Defining the functions: Euclidean distance, voting for a result (with and without probability)

In [2]:
def distance(instance1, instance2):
    instance1 = np.array(instance1) 
    instance2 = np.array(instance2)
    return np.linalg.norm(instance1 - instance2)

def get_neighbors(training_set, labels, test_instance, k, distance=distance):
    distances = []
    for index in range(len(training_set)):
        dist = distance(test_instance, training_set[index])
        distances.append((training_set[index], dist, labels[index]))
    distances.sort(key=lambda x: x[1])
    neighbors = distances[:k]
    return neighbors

def vote(neighbors):
    class_counter = Counter()
    for neighbor in neighbors:
        class_counter[neighbor[2]] += 1
    return class_counter.most_common(1)[0][0]

def vote_prob(neighbors):
    class_counter = Counter()
    for neighbor in neighbors:
        class_counter[neighbor[2]] += 1
    labels, votes = zip(*class_counter.most_common())
    winner = class_counter.most_common(1)[0][0]
    votes4winner = class_counter.most_common(1)[0][1]
    return winner, votes4winner/sum(votes)

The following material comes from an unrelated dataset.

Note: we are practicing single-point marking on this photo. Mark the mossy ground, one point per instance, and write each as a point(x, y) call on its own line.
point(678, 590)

Vote a result with the test data [4.8,2.5,5.3,2.4]

In [3]:
test_data = [4.8,2.5,5.3,2.4]

neighbors = get_neighbors(iris_data, iris_labels, test_data, 5, distance=distance)
vote(neighbors)

2

Vote a result with the test data [4.8,2.5,5.3,2.4], but now with probability

In [4]:
neighbors = get_neighbors(iris_data, iris_labels, test_data, 5, distance=distance)
vote_prob(neighbors)

(2, 1.0)

Alternative: Significantly shorter variant with greater use of the sklearn library (including normalization)

In [5]:
from sklearn.neighbors import KNeighborsClassifier
from sklearn.preprocessing import MinMaxScaler

X_train = iris_data
y_train = iris_labels
X_test = [test_data]

min_max_scaler = MinMaxScaler()
min_max_scaler.fit_transform(X_train)

X_train = min_max_scaler.transform(X_train)
X_test = min_max_scaler.transform(X_test)

classifier = KNeighborsClassifier(n_neighbors=5)
classifier.fit(X_train, y_train)

y_pred = classifier.predict(X_test)
y_pred

array([2])